Basuki Tjahaja Purnama — the Indonesian capital’s first non-Muslim governor in half a century and its first ethnic Chinese leader — left Mako Brimob prison in Depok, outside Jakarta, at around 7:30 am local time, Ima Mahdiah told media.

Supporters of the former governor, who is popularly known as Ahok, gathered outside the prison, chanting and cheering his new-found freedom.

The release ends one of the most tumultuous chapters in Indonesian politics in recent memory.

Purnama had been a popular politician who won praise for trying to clean up the traffic-clogged megacity and clamp down on corruption before his imprisonment.

But his downfall came quickly after comments he made on the campaign trail during a re-election bid saw him accused of insulting Islam.

The filmed remarks, which went viral online, sparked mass protests in Jakarta, spearheaded by radical groups opposed to a non-Muslim leader and encouraged by his political rivals.

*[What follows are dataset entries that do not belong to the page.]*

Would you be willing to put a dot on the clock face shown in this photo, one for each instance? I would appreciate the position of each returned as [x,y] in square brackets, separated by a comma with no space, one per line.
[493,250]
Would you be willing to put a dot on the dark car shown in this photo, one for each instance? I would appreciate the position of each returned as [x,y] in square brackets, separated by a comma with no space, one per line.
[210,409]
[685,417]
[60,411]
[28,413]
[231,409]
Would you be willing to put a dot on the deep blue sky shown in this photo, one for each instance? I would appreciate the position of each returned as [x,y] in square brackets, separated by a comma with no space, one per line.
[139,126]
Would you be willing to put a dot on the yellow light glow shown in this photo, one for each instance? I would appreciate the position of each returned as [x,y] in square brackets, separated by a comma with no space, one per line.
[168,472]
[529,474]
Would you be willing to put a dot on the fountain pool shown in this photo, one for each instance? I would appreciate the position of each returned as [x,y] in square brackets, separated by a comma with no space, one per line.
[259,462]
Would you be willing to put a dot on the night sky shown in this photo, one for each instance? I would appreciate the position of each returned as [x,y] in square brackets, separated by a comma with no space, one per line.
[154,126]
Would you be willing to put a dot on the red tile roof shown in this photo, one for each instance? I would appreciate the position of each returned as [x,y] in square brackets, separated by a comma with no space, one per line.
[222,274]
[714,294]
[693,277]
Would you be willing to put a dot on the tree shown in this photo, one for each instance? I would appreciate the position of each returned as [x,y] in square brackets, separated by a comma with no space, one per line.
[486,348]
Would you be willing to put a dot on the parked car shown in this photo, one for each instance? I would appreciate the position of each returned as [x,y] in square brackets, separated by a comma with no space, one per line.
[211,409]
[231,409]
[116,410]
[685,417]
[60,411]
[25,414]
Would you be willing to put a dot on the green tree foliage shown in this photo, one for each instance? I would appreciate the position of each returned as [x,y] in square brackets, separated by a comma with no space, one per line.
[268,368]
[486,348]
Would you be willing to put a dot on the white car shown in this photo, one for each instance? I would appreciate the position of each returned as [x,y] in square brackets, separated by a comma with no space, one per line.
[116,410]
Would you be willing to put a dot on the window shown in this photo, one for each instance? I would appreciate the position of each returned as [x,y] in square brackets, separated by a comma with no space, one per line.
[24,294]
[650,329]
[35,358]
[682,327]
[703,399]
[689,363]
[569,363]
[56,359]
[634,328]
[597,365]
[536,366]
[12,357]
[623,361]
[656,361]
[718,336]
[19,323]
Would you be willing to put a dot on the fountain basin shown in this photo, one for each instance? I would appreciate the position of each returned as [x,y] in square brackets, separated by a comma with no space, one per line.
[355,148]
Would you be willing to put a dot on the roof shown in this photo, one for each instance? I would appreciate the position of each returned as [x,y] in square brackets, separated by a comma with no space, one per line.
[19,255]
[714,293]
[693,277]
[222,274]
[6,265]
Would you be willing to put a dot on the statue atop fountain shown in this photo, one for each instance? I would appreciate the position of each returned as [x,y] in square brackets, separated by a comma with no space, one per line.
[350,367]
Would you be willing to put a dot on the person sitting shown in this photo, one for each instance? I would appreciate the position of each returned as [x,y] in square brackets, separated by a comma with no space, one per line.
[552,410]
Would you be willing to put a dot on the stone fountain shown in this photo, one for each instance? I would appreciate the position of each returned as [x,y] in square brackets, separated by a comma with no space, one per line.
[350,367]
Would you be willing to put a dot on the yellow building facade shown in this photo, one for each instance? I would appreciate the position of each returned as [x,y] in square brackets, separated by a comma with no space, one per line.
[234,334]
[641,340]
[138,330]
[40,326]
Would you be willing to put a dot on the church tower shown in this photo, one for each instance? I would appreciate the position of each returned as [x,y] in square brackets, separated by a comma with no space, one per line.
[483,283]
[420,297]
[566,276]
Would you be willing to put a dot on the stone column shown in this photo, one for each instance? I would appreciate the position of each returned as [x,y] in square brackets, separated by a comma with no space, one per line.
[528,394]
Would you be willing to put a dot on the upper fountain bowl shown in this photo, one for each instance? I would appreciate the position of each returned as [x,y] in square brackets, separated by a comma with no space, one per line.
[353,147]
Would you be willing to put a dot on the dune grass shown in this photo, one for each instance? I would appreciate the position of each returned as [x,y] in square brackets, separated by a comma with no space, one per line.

He lost the election to a Muslim challenger and was then sentenced to two years’ jail in May 2017.

It was an unusually harsh sentence — prosecutors had only recommended probation for the now 52-year-old.

“He was picked up by his son Nicholas Sean Purnama” after being released, his assistant Mahdiah said. “He will spend time with his family first, resting.”

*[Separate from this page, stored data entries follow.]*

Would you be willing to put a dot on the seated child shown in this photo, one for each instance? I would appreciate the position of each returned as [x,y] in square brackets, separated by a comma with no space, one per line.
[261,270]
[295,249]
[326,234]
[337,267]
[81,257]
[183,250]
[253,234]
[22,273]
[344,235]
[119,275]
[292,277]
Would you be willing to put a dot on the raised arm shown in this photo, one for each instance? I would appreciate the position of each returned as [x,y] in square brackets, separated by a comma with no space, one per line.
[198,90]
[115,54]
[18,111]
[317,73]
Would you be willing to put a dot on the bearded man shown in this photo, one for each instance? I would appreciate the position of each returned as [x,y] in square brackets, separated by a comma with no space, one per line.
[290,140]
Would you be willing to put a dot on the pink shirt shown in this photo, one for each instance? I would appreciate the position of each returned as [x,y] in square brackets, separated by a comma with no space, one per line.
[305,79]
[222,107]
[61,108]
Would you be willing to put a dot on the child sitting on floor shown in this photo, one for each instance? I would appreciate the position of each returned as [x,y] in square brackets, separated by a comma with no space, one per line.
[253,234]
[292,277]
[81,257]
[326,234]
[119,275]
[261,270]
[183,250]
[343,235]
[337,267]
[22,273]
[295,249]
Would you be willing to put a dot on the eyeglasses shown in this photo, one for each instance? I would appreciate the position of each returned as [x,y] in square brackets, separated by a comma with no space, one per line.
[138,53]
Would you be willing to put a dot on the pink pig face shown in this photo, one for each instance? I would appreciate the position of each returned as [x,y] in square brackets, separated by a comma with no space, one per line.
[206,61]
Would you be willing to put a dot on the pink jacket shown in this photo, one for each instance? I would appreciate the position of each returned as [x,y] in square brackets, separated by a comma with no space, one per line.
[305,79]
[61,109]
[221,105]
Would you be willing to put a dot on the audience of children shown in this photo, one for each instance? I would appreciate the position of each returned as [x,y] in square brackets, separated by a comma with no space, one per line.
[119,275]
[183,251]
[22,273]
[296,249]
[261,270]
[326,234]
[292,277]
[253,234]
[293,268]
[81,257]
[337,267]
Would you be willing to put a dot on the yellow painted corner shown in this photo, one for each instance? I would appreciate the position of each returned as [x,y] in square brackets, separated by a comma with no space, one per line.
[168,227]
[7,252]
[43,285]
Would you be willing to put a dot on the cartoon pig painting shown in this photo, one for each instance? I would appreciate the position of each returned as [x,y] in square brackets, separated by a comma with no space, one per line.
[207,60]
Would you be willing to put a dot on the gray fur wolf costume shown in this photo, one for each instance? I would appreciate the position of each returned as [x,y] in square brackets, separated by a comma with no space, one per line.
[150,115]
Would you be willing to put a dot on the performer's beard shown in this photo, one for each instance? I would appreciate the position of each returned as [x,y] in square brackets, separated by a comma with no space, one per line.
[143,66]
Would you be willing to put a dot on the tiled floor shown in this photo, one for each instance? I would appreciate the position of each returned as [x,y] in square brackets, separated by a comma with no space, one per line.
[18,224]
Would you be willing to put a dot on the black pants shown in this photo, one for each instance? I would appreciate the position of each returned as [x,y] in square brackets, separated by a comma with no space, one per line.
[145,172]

Purnama’s case drew international headlines and a wave of criticism, including from the United Nations, which urged the country of 260 million to revise its decades-old blasphemy law.

The charge against him centred on a remark he made to voters about his Muslim rivals using a Koranic verse to trick people into voting against him, which judges ruled amounted to blasphemy against Islam.